Some rules of writing are repeated so often they seem like hard truths, full stops, rather than flashing warning signs. Here are a few rules that are often misinterpreted or misapplied.
1. All adverbs are evil.
I dare you to pick up a novel off your shelf and search for adverbs. You will likely find those telltale -ly words every page or so. The reason this rule is often repeated is because adverbs are misused by many beginning writers. An adverb may be the right word to use, and like adjectives, they have more impact when used sparingly.
The warning: Using adverbs can also signal lazy writing. Consider if an adverb is right for the sentence or if you can you use words that have more impact.
2. Kill your darlings.
Well, what if the entire novel is your baby? What if you love it all? This rule does not mean that you have terrible taste, but that you should not be afraid to cut anything unnecessary to the story. Knowing what’s necessary is the key.
Is it safe to cut a scene if it does not advance the plot? Not always. A scene may show character development, ground the reader with a sense of place and time, set the tone, or reinforce the themes of the novel. I see examples of the latter more frequently in literary fiction than genre.
The warning: If a scene does not advance the plot, you may be info dumping or getting off track. You can avoid this by identifying the purpose of each scene. You may want to consider how these details can be incorporated elsewhere in the story, or cut it if it does not fit.
3. Show don’t tell.
Telling is necessary at times. It’s not all bad. When should you tell? Here are some examples: when something is not important enough to describe in full, but must be known, or to illustrate the thoughts or personality of a particular character. Here’s an older post about ‘telling’ with links to a few good articles on the subject.

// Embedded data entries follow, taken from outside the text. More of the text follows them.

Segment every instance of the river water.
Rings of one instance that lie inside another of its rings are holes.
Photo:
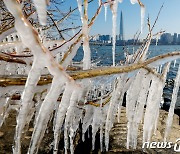
[[[127,46],[129,52],[133,52],[132,46]],[[134,49],[136,50],[138,46],[135,46]],[[180,45],[159,45],[155,46],[152,45],[149,48],[149,56],[153,57],[160,54],[165,54],[168,52],[173,51],[180,51]],[[92,61],[96,63],[98,66],[110,66],[112,65],[112,46],[91,46],[92,52]],[[74,58],[75,61],[81,61],[83,58],[83,51],[82,47],[78,50],[76,57]],[[120,60],[124,60],[124,51],[122,46],[116,47],[116,63],[119,63]],[[173,79],[176,76],[176,72],[178,69],[178,65],[180,64],[180,59],[177,60],[176,65],[174,66],[174,62],[171,63],[171,68],[168,73],[168,80],[167,85],[164,89],[164,97],[171,100],[172,89],[173,89]],[[178,99],[176,103],[176,108],[180,108],[180,90],[178,93]]]

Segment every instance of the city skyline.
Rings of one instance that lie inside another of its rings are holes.
[[[178,17],[180,9],[180,0],[141,0],[146,7],[145,11],[145,20],[144,23],[147,23],[147,16],[149,15],[151,24],[157,17],[160,7],[164,3],[164,7],[159,16],[158,22],[154,28],[154,33],[159,32],[161,29],[166,32],[173,33],[174,31],[180,33],[180,18]],[[72,0],[66,0],[66,6],[69,5],[72,8],[77,7],[77,1],[75,0],[72,3]],[[93,1],[89,4],[88,15],[91,18],[95,11],[98,8],[98,1]],[[124,37],[125,39],[133,38],[137,30],[140,30],[140,7],[138,4],[132,5],[130,0],[124,0],[122,3],[119,3],[117,21],[120,19],[120,12],[123,11],[124,17]],[[79,12],[76,12],[79,14]],[[107,9],[107,20],[105,21],[105,11],[102,8],[102,11],[98,18],[96,19],[94,25],[91,28],[90,35],[96,34],[112,34],[112,13],[110,8]],[[76,24],[81,25],[81,20],[78,19]],[[147,26],[143,30],[141,38],[144,38],[147,34]],[[119,22],[117,22],[117,34],[119,34]]]

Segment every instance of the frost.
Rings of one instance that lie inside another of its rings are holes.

The warning: Too much telling makes for a boring read. Maybe you’ve written the skeleton of a scene instead of a final scene. When you slip into telling, it could also be a sign of info dumping, or throwing in too much backstory. Know when to use it.
4. Write what you know.
You know more than you think. There are emotional truths, sensory truths, subconscious truths. We do not have to experience everything first hand to know. We can also learn from others, or do research and come to know. Stephen covered it here.
The warning: Maybe what you’re writing doesn’t feel real enough. How can you add more truth? Are you leveraging your experiences of the world to your best ability?
5. Avoid the passive voice.
Terri Giuliano wrote an excellent article on this: Two Rules Worth Breaking. It’s well worth the read. In short, there are times when the passive choice is the appropriate choice. The article also talks about showing vs. telling.
The warning: Too much passive voice can indicate that the story feels lackluster. Active voice has movement and action. Double check your passive sentences. Is each sentence doing what you intend or can you write it in a more active way?
Those are just my top five. What other writing rules do you hear repeated too often?